# A Few New Ones From MOS Show and Sale



## wilbeck (Feb 19, 2007)

I picked up three new orchids at the Missouri Orchid Society show and sale this last weekend in St. Louis held at the Missouri Botanical Garden. All came from Windy Hill Gardens and include a Paph. rothschieldianum, a Paph. villosum and a blooming hybrid, Paph. Booth's St. Bern 'War Eagle' x Baby Gland ' War Eagle.' The real reason for the trip to St. Louis was to see our seven-week-old grandaughter, who is, as you might imagine, prettier than any blossom I saw at the show. Here is a picture of the hybrid:


----------



## kentuckiense (Feb 19, 2007)

That hybrid is craaaaaaaaaaaaaaaaaazy. I looks like it has randsii in it, but not according to the parentage. Good choice!


----------



## Park Bear (Feb 21, 2007)

looks great!!


----------



## Heather (Feb 21, 2007)

Ah-ha! That's a hybrid that's hard to find a photo of. I had one of those, sold it to LI Jane....wonder if it's bloomed yet....


----------



## wilbeck (Feb 21, 2007)

The blossoms have a bit more geen in them than the picture shows. The photo was taken under warm incandescent lights. The more I look at it, the mre I like it. Do you suspect the originator of its parents was an Auburn U. fan?


----------



## Heather (Feb 22, 2007)

wilbeck said:


> The blossoms have a bit more geen in them than the picture shows. The photo was taken under warm incandescent lights. The more I look at it, the mre I like it. Do you suspect the originator of its parents was an Auburn U. fan?

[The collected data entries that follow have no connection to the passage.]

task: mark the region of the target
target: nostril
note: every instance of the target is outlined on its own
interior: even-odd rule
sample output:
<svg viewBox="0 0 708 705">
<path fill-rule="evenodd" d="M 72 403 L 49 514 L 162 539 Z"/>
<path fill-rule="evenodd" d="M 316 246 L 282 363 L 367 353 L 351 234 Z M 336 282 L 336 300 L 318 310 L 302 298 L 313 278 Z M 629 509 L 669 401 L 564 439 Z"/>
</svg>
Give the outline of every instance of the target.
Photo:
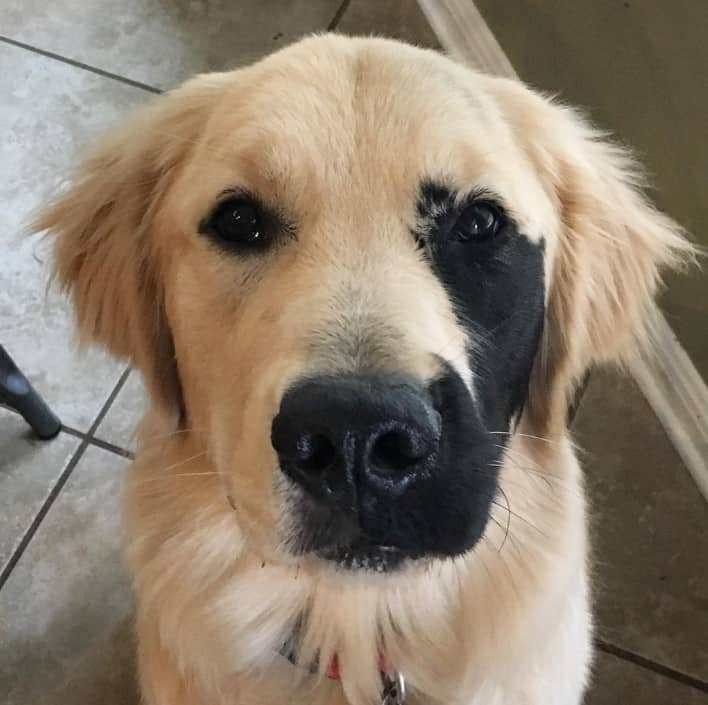
<svg viewBox="0 0 708 705">
<path fill-rule="evenodd" d="M 441 438 L 427 390 L 396 376 L 303 381 L 285 392 L 271 425 L 280 470 L 312 498 L 347 511 L 425 479 Z"/>
<path fill-rule="evenodd" d="M 309 474 L 324 472 L 337 456 L 332 442 L 321 434 L 303 434 L 297 439 L 295 450 L 295 466 Z"/>
<path fill-rule="evenodd" d="M 430 443 L 408 428 L 385 431 L 374 441 L 371 462 L 382 470 L 404 471 L 430 454 Z"/>
</svg>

Tom Larkin (Whipporwill Orchids) made the cross. He and Marilyn are fairly close geographically and I think shared quite a few plants back and forth over the years. Tom just announced his retirement and a return to hobby growing.


----------



## wilbeck (Feb 22, 2007)

Thanks for the information about Mr. Larkin. I will include it in my Orchid Journal.


----------



## Grandma M (Feb 22, 2007)

Your plants are great but I want to say CONGRATULATIONS on your new granddaughter. Is this your first? Grandchildren are really special. So are great-grandchildren. 

Grandma (for a good reason)


----------



## Barbara (Feb 22, 2007)

Goregous flower, mmm very eagle like. Congratulations on your granddaughter too.


----------



## likespaphs (Feb 22, 2007)

if you weren't trying to hone in on the abbreviation for MY orchid society (the Massachusetts Orchid Society), i'd wish you congrats on the grand child.
ah, what the heck, i will anyways....


----------



## wilbeck (Feb 22, 2007)

Thanks All,

Eleanor (Ella) is my first grandchild and a cutie to boot! Do all the eight states that start with "M" have orchid societies? I will post a more accurate picture, taken during daylight, of the Paph. Booth's St. Bern... hybrid in the Paphiopedilum photo section.


----------